While they asked questions, they also answered mine, or some of them. That’s how I found out what happened. We had been attacked by twelve Others, who went after posts 8, 10 and 12, Cooper and Shoona and me. They had used inflatables to get within a few hundred metres of the Wall and had then swum the last bit. They used suction devices to attach to the Wall initially, then the same kit climbers use on rock faces. The fact that it was a noisy, windy night had been crucial: they had probably been waiting for that. They were trained and competent. They were from sub-Saharan Africa. It was quite likely that they had been professional soldiers in their previous lives. They had used crossbows as their first weapon, for the silence. Then they switched to guns. The guns had been taped and sealed to keep out the water. The plan had been to get as many of us as possible before they started making noise. A good plan. It was a crossbow bolt that had killed Mary and another one that had hit me. Shoona too had been wounded by a crossbow and then killed in the subsequent firefight. Cooper had been shot and was badly wounded and might not survive. Two other Defenders had died. All of the Others had been killed. So none of us would be put to sea.

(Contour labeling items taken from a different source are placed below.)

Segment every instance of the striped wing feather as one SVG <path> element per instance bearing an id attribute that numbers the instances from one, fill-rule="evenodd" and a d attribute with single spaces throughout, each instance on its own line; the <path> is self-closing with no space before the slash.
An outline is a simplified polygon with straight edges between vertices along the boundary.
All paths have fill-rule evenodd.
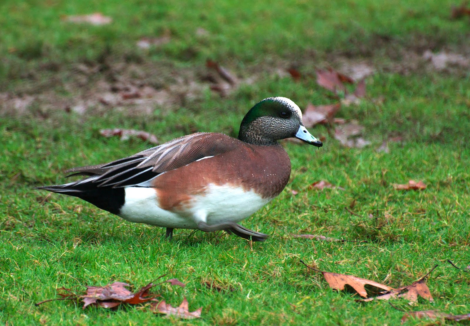
<path id="1" fill-rule="evenodd" d="M 91 176 L 98 187 L 148 186 L 159 174 L 184 166 L 206 156 L 231 150 L 240 141 L 221 133 L 197 132 L 171 140 L 125 158 L 109 163 L 73 168 L 72 175 Z"/>

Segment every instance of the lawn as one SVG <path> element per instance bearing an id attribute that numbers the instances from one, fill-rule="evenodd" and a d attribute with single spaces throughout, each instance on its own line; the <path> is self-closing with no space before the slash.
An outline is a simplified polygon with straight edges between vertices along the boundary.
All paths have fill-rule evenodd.
<path id="1" fill-rule="evenodd" d="M 392 303 L 407 311 L 470 312 L 470 273 L 446 261 L 462 270 L 470 264 L 470 74 L 468 66 L 439 70 L 422 57 L 429 49 L 470 58 L 465 43 L 470 23 L 467 17 L 450 19 L 451 1 L 195 1 L 184 7 L 174 1 L 110 2 L 8 0 L 0 8 L 5 63 L 0 98 L 7 99 L 0 103 L 0 321 L 400 325 L 403 311 L 386 301 L 361 303 L 357 295 L 332 290 L 301 259 L 322 271 L 394 287 L 411 284 L 438 264 L 427 281 L 433 303 Z M 61 19 L 94 12 L 112 17 L 113 23 L 90 26 Z M 196 32 L 198 28 L 205 31 Z M 146 50 L 135 45 L 167 30 L 168 43 Z M 241 81 L 226 96 L 204 81 L 209 58 Z M 236 137 L 245 113 L 266 97 L 289 97 L 302 109 L 337 101 L 310 75 L 315 67 L 341 70 L 358 62 L 374 68 L 366 77 L 367 95 L 343 106 L 337 116 L 358 121 L 371 144 L 345 147 L 324 125 L 310 128 L 324 137 L 321 148 L 283 142 L 292 162 L 289 183 L 242 223 L 269 234 L 264 242 L 186 230 L 175 230 L 169 241 L 163 229 L 31 189 L 64 182 L 67 168 L 153 146 L 138 139 L 105 138 L 101 129 L 144 130 L 161 143 L 196 131 Z M 84 82 L 77 73 L 80 65 L 99 69 Z M 291 66 L 302 74 L 300 81 L 277 72 Z M 142 74 L 130 72 L 135 67 Z M 85 115 L 63 109 L 79 97 L 95 96 L 100 81 L 121 80 L 116 71 L 121 68 L 118 77 L 136 85 L 142 81 L 171 93 L 172 100 L 140 114 L 97 100 Z M 181 84 L 194 81 L 195 94 L 175 95 L 179 78 L 196 77 Z M 24 112 L 8 106 L 28 97 L 34 100 Z M 49 98 L 55 100 L 46 106 Z M 389 141 L 388 152 L 377 150 L 394 138 L 400 140 Z M 427 188 L 394 189 L 393 184 L 410 179 L 423 181 Z M 310 186 L 321 180 L 344 189 Z M 300 234 L 361 242 L 292 236 Z M 67 301 L 34 305 L 56 297 L 62 287 L 119 281 L 138 288 L 164 274 L 186 287 L 163 285 L 156 292 L 174 306 L 186 297 L 190 310 L 202 307 L 200 319 L 165 318 L 145 307 L 83 310 Z"/>

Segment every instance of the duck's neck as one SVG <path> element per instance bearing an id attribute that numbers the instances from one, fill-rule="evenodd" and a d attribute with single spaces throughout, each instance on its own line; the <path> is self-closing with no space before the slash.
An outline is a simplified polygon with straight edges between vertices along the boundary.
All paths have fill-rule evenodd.
<path id="1" fill-rule="evenodd" d="M 256 123 L 256 121 L 248 124 L 242 123 L 238 132 L 238 139 L 245 143 L 261 146 L 279 145 L 275 140 L 266 136 L 269 134 L 270 131 L 266 130 L 266 125 Z"/>

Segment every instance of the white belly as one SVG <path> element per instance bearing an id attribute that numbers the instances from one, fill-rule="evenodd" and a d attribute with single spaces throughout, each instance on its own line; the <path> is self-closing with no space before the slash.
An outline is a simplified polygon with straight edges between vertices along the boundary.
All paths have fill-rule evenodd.
<path id="1" fill-rule="evenodd" d="M 250 216 L 271 200 L 253 191 L 229 185 L 210 185 L 204 194 L 196 195 L 181 213 L 163 210 L 158 206 L 157 193 L 151 188 L 127 187 L 125 202 L 119 216 L 139 223 L 157 226 L 197 229 L 197 222 L 209 225 L 237 222 Z"/>

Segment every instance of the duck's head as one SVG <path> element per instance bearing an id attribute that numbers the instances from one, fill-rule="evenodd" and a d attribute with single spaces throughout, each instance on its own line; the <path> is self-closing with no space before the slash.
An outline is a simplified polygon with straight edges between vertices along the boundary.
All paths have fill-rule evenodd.
<path id="1" fill-rule="evenodd" d="M 257 103 L 245 116 L 238 139 L 255 145 L 272 145 L 295 137 L 317 147 L 323 146 L 304 126 L 298 106 L 286 97 L 269 97 Z"/>

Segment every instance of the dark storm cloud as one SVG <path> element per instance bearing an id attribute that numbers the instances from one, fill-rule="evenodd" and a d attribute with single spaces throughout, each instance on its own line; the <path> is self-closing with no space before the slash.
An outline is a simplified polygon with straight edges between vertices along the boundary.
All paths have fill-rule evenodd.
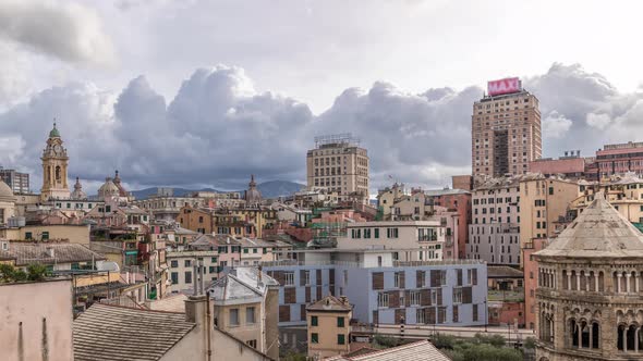
<path id="1" fill-rule="evenodd" d="M 541 99 L 545 154 L 585 153 L 632 139 L 643 127 L 641 96 L 621 94 L 580 65 L 554 64 L 524 87 Z M 118 96 L 90 84 L 35 95 L 0 114 L 0 162 L 39 174 L 51 119 L 70 151 L 70 176 L 98 184 L 113 170 L 139 185 L 236 189 L 260 180 L 305 178 L 305 153 L 318 135 L 352 133 L 371 157 L 372 184 L 388 175 L 442 186 L 470 167 L 472 103 L 477 87 L 404 92 L 388 83 L 349 88 L 314 115 L 295 99 L 257 92 L 239 67 L 197 70 L 169 103 L 141 76 Z M 8 145 L 13 145 L 9 147 Z"/>

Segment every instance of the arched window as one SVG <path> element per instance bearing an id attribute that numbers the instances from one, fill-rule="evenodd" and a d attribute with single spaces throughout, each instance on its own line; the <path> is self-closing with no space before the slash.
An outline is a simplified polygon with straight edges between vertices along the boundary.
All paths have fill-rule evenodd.
<path id="1" fill-rule="evenodd" d="M 590 348 L 590 326 L 587 322 L 581 321 L 581 347 Z"/>
<path id="2" fill-rule="evenodd" d="M 626 339 L 628 351 L 633 351 L 636 347 L 636 326 L 628 327 L 628 338 Z"/>
<path id="3" fill-rule="evenodd" d="M 592 323 L 592 348 L 599 348 L 600 344 L 599 340 L 600 339 L 600 326 L 598 325 L 598 322 L 594 322 Z"/>
<path id="4" fill-rule="evenodd" d="M 623 350 L 623 347 L 626 345 L 626 326 L 624 325 L 619 325 L 618 329 L 617 329 L 617 343 L 616 346 L 618 347 L 619 350 Z"/>
<path id="5" fill-rule="evenodd" d="M 579 327 L 575 320 L 569 320 L 569 336 L 571 337 L 571 347 L 579 347 Z"/>

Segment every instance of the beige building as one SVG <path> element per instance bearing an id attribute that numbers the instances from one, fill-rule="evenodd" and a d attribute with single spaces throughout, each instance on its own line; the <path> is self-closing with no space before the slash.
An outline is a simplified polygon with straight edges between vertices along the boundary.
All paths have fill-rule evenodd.
<path id="1" fill-rule="evenodd" d="M 320 360 L 350 351 L 353 307 L 345 296 L 326 296 L 306 307 L 308 357 Z"/>
<path id="2" fill-rule="evenodd" d="M 230 270 L 208 289 L 214 322 L 248 346 L 279 358 L 279 283 L 255 267 Z"/>
<path id="3" fill-rule="evenodd" d="M 492 264 L 521 264 L 520 176 L 490 178 L 472 191 L 466 258 Z"/>
<path id="4" fill-rule="evenodd" d="M 643 235 L 602 192 L 533 258 L 536 360 L 643 359 Z"/>
<path id="5" fill-rule="evenodd" d="M 213 314 L 207 296 L 189 297 L 181 313 L 96 303 L 74 320 L 74 360 L 274 360 L 215 326 Z"/>
<path id="6" fill-rule="evenodd" d="M 356 222 L 347 225 L 347 236 L 337 239 L 337 248 L 396 249 L 402 261 L 441 261 L 445 236 L 439 221 Z"/>
<path id="7" fill-rule="evenodd" d="M 580 196 L 572 180 L 527 174 L 520 180 L 520 244 L 557 234 L 557 224 L 567 216 L 570 203 Z"/>
<path id="8" fill-rule="evenodd" d="M 0 300 L 3 360 L 74 360 L 71 279 L 0 283 Z"/>
<path id="9" fill-rule="evenodd" d="M 66 240 L 89 246 L 88 224 L 25 225 L 0 228 L 0 238 L 9 240 Z"/>
<path id="10" fill-rule="evenodd" d="M 474 176 L 523 174 L 541 158 L 538 99 L 522 87 L 474 102 L 471 123 Z"/>
<path id="11" fill-rule="evenodd" d="M 308 189 L 337 191 L 339 201 L 368 200 L 369 160 L 366 149 L 350 134 L 315 138 L 306 155 Z"/>

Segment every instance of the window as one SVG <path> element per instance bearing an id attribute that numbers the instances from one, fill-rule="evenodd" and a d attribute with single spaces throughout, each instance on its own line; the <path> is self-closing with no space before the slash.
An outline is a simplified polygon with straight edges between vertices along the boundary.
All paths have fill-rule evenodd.
<path id="1" fill-rule="evenodd" d="M 230 309 L 230 326 L 239 326 L 239 309 Z"/>
<path id="2" fill-rule="evenodd" d="M 345 345 L 347 344 L 347 336 L 345 335 L 337 335 L 337 345 Z"/>
<path id="3" fill-rule="evenodd" d="M 286 286 L 294 285 L 294 272 L 284 272 L 283 279 L 284 279 Z"/>
<path id="4" fill-rule="evenodd" d="M 251 325 L 255 323 L 255 308 L 248 307 L 245 309 L 245 324 Z"/>
<path id="5" fill-rule="evenodd" d="M 377 294 L 377 307 L 388 307 L 388 294 Z"/>
<path id="6" fill-rule="evenodd" d="M 462 303 L 462 288 L 453 288 L 453 303 Z"/>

On the third morning, when I was still out of it, the Captain came around to visit, accompanied by the baby politician who had given the talk at training camp, and by a senior non-baby politician whose name I did not catch. ‘Well done,’ they said, with variations. They gave me a piece of paper which apparently was a form of official commendation. Not that it meant anything: the only prize worth having would have been remission from more time on the Wall, and that wasn’t on offer. It was a pretty short visit and I was feeling woozy all the way through.